A system consists of two identical cubes, each of mass m, linked together by the compressed weightless spring of stiffness `ϰ` (figure). The cubes are also connected by a thread which is burned through at a certain moment. Find:
(a) at what values of `Deltal`, the initial compression of the spring, the lower cube will bounce up after the thread has been burned through:
(b) to what height h the centre of gravity of this system will rise if the initial compression of the spring `Deltal=7mg//ϰ`.

(a) The initial compression in the spring `Deltal` must be such that after buring of the thread, the upper cube rises to a height that produces a tension in the spring that is atleast equal to the weight of the lower cube. Actually, the spring will first go from its compressed state to its natural length and then get elongated beyond this natural length.

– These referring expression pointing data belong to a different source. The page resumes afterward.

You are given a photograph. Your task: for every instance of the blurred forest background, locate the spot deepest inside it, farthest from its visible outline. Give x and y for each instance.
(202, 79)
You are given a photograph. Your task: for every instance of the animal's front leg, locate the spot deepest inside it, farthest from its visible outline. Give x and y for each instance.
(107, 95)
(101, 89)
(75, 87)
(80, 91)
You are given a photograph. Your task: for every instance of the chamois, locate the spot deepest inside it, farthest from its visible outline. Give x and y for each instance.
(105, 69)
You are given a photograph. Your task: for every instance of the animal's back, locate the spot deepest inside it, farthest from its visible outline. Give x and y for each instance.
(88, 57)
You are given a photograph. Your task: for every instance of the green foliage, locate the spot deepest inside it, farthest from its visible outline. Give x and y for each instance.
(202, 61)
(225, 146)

Let l bet the maximum elongation produced under these circumstances.
Then `kl=mg` (1)
Now, from energy conservation,
`1/2kDeltal^2=mg(Deltal+l)+1/2kl^2` (2)
(Because at maximum elongation of the spring, the speed of upper cube becomes zero)
From (1) and (2),
`Deltal^2-(2mgDeltal)/(k)-(3m^2g^2)/(k^2)=0` or, `Deltal=(3mg)/(k)`, `(-mg)/(k)`
Therefore, acceptable solution of `Deltal` equals `(3mg)/(k)`
(b) Let v the velocity of upper cube at the position (say, at C) when the lower block breaks off the floor, then from energy conservation.

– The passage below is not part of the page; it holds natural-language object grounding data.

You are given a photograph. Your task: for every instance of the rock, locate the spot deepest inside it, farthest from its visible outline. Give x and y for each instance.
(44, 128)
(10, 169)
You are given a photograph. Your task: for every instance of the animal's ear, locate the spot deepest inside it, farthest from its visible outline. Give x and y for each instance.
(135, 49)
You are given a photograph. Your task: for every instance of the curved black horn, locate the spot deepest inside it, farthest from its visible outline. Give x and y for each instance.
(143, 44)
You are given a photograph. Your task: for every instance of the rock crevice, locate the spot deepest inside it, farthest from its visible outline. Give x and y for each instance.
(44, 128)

`1/2mv^2=1/2k(Deltal^2-l^2)-mg(l+Deltal)`
(where `l=mg//k` and `Deltal=7(mg)/(k)`)
or, `v^2=32(mg^2)/(k)` (2)
At the position C, the velocity of C.M, `v_C=(mv+0)/(2m)=v/2`-Let, the C.M. of the system (spring+ two cubes) further rises up to `Deltay_(c2)`.

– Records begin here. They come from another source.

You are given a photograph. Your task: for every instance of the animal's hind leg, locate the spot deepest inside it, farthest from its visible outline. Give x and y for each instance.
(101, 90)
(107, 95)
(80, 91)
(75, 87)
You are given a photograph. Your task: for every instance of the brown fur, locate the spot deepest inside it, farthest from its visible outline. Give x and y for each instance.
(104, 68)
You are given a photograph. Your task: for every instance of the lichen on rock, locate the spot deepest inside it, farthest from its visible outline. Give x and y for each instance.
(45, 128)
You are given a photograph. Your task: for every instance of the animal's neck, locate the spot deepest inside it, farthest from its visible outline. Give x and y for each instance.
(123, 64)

Now, from energy conservation,
`1/2(2m)v_C^2=(2m)gDeltar_(C2)`
or, `Deltay_(C2)=(v_C^2)/(2g)=(v^2)/(8g)=(4mg)/(k)`
But, uptil position C, the C.M. of the system has already elevated by,
`Deltay_(C1)=((Deltal+l)m+0)/(2m)=(4mg)/(k)`
Hence, the net displacement of the C.M. of the system, in upward direction
`Deltay_C=Deltay_(C1)+Deltay_(C2)=(8mg)/(k)`